What a mix. And looking closer, those shops were new, too—halal butchers, Indian spice shops, greengrocers selling Caribbean tubers and produce. Although Tooting is far poorer than central London, which sometimes resembles a Potemkin village of prosperity, it's far more vibrant than the all-white London communities ever were.

If anything has made London swing again, it's the way these immigrants have created a new cultural hybrid—they've changed the city, and the city's changed them. For years, the only safe way to get a good meal in England was to shun standard British places (and cornstarchy Chinese ones ) and head straight to an Indian restaurant. It's no coincidence that vindaloo is now acknowledged as the national dish—routinely served with chips—or that you can buy ready-made pakoras at Marks & Spencer.

Nor was it accidental that, in Tooting, I should stop for lunch at Kastoori, a vegetarian restaurant owned by the Thankis, an Indian family originally from Uganda. Their Gujarati-style cooking integrates African ingredients to produce dishes unlike any I've ever tasted—green banana curry, kontola (a mountain vegetable) in garlic sauce, and the stuffed bitter vegetable known as karela bharela. Kastoori provided the best meal I had in London, far better than the one at the Michelin-starred Zaika, in Kensington, which aspires to give Indian cooking the refinement of French yet also serves such mutant food as samosas with a chocolate brownie inside. Even as the chocomosa (as it's known) epitomizes the new London, Kastoori is a reminder that it's possible to be original without broadcasting the fact.

As is the Sir John Soane's Museum, a few miles north in Holborn, one of the purest and most brilliant expressions of the London mind. Born a bricklayer's son in the middle of the 18th century, Soane became one of the Georgian period's most prominent architects, designing the Bank of England in the late 1780s (only the exterior wall remains, alas). But public and private lives have always coexisted, often uneasily, in London (think of all those cross-dressing Tory MPs), and the respectable Soane also happened to be something of a mad collector. He bought a house at 12 Lincoln's Inn Fields as a family home, then added the two adjoining houses, turning the whole thing into a gigantic display case for his endless acquisitions. When he died in 1837, he left the property to the nation with the provision that it should be left as it was.

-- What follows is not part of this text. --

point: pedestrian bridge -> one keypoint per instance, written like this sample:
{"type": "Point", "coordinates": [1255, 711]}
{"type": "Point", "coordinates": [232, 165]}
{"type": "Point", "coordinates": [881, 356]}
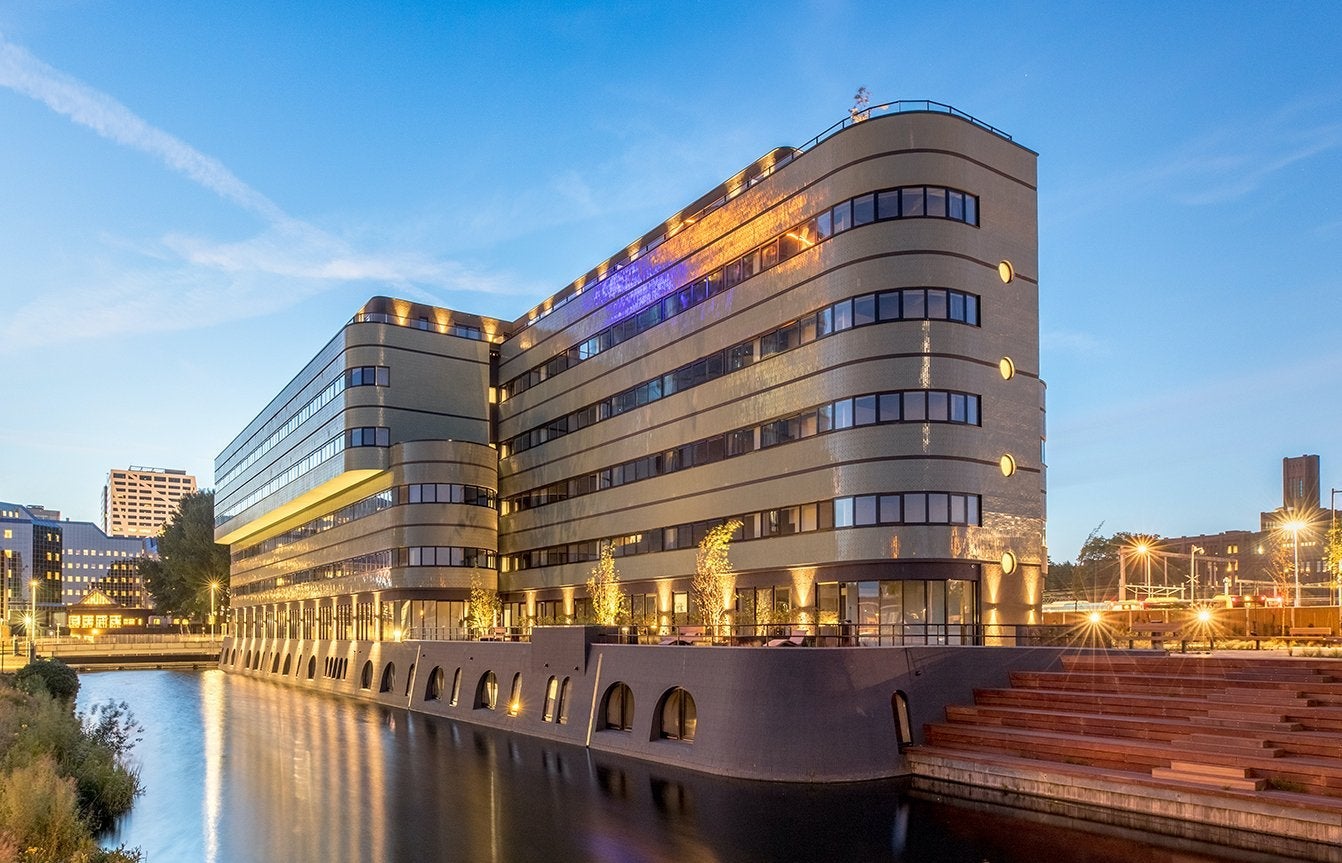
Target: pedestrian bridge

Walking through the green front door is a bit like stumbling through Lewis Carroll's looking glass. The house is crammed with stuff, much of it classical, as if Soane had gone to some odd Athenian warehouse sale and walked off with the lot. There are marbles and casts, crypts and sarcophagi, Laocoön statues and Apulian vases, Cantonese chairs and copies of old masterpieces like the Vatican's Apollo Belvedere, all the original paintings of Hogarth's series The Rake's Progress, not to mention Soane's own scale model of the Bank of England. Yet what's astonishing about this museum is not the startling floor-to-ceiling proliferation of objects, but Soane's own deliberately surreal manipulation of space. Even after walking through the museum several times, I couldn't figure out how the rooms actually come together. For this is a house of domes, archways, weird skylights, secret doorways, panels that pull back to reveal more panels, windows that gaze into other rooms, and cunningly placed mirrors that give the illusion that still other rooms await you. Lucidly conceived and boundlessly self-referential, the museum is the architectural counterpart of a Nabokov novel.

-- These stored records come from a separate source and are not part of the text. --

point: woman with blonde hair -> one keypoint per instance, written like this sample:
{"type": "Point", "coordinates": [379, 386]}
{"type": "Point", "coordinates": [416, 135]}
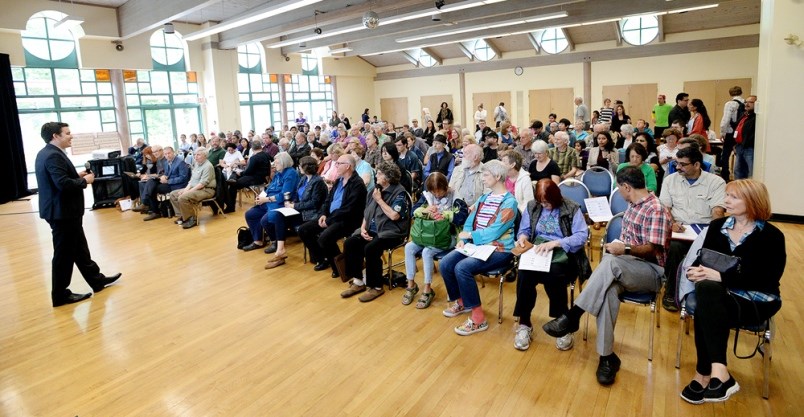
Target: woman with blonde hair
{"type": "Point", "coordinates": [745, 295]}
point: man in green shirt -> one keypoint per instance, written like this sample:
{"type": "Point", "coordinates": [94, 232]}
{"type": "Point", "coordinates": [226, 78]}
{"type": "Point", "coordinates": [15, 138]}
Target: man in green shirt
{"type": "Point", "coordinates": [659, 115]}
{"type": "Point", "coordinates": [216, 153]}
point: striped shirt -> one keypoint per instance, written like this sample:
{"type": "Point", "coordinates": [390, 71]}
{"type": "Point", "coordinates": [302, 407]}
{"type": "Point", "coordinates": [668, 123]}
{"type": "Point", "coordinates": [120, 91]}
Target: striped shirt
{"type": "Point", "coordinates": [647, 221]}
{"type": "Point", "coordinates": [487, 212]}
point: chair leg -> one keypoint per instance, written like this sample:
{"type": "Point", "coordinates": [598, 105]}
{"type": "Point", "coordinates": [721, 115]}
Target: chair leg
{"type": "Point", "coordinates": [499, 302]}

The place knocks me out. Stepping into the watery afternoon sunlight, I began raving about why the Soane's museum is so much better than the Tate Modern. It's modest, not self-congratulatory, personal, not institutional, and its display is genuinely original, not some theory-spouting curator's desperate attempt to make the same old Picassos seem somehow new. In a city dying to embrace the future, Soane's old house is actually the most modern place around.

"And that's why the old London was better than the new," I manfully concluded as we began to walk away.

"Don't be so smug," said Sandi, pulling out her guidebook. "They restored this museum in 1995."